Magazinrundschau vom 17.03.2026 - NZZ

Jacques und Jessica Moretti, Besitzer Clubs "Lolla Palooza" in Crans-Montana, wo zu Silvester 41 Menschen ums Leben gekommen sind und Dutzende schwere Verbrennungen erlitten, sind die perfekten Schuldigen, schreibt Katharina Bracher in einer langen Reportage für die NZZ. Ihre Lage wird nicht verbessert dadurch, dass die Notausgänge im Club abgesperrt waren. Die Morettis kommen aus dem Rotlichtmilieu, haben Vorstrafen.
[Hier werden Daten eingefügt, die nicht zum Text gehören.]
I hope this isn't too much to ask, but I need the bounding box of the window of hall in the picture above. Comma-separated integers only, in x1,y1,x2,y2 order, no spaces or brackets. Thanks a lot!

Der Prozess wird dennoch nicht zu einem Urteil führen, das dem Leid der Opfer und ihrer Angehörigen zu entsprechen scheint, schreibt Bracher, die mit der Strafrechtsprofessorin Marianne Heer gesprochen hat. Verurteilt wird höchstwahrscheinlich wegen Fahrlässigkeitsvergehen: "Heer vermutet, dass das Gerichtsurteil, wenn es einmal gefällt wird, einen Empörungssturm auslösen wird. Denn die Strafe wird wahrscheinlich als zu mild erscheinen. In der Schweiz kann jemand, der durch Unachtsamkeit einen Menschen tötet oder verletzt, höchstens drei Jahre ins Gefängnis kommen." Das wird für viele Angehörige schwer erträglich sein, auch Strafrechtsexperte Felix Bommer vermutet, dass das Urteil im Fall Crans-Montana auf das Unverständnis der Öffentlichkeit stoßen wird. 'Viele Menschen setzen intuitiv die Schwere der Folgen mit dem Verschulden gleich', sagt Bommer. Dabei könne eine Fahrlässigkeit auch mit relativ geringem Verschulden gravierende Folgen haben: Eine brennen gelassene Kerze in der Wohnung, die das Leben von mehreren Nachbarn fordert, eine Kollision nach dem Überfahren eines Rotlichts mit einem vollbesetzten Schulbus. Ausserdem spielt für die Bestrafung bei Fahrlässigkeitsdelikten die Zahl der Opfer keine Rolle ... 'Weit verbreitet, aber falsch ist die Vorstellung, das Strafverfahren finde primär für die Opfer statt', sagt Felix Bommer. Zwar lasse die Schweiz eine weitgehende Beteiligung der Geschädigten zu. Aber das Verfahren ist nicht darauf angelegt, psychische Heilung oder 'Sühne' zu leisten. Dafür gebe es die Opferhilfe oder therapeutische Angebote. Diese Meinung teilt dezidiert auch Marianne Heer."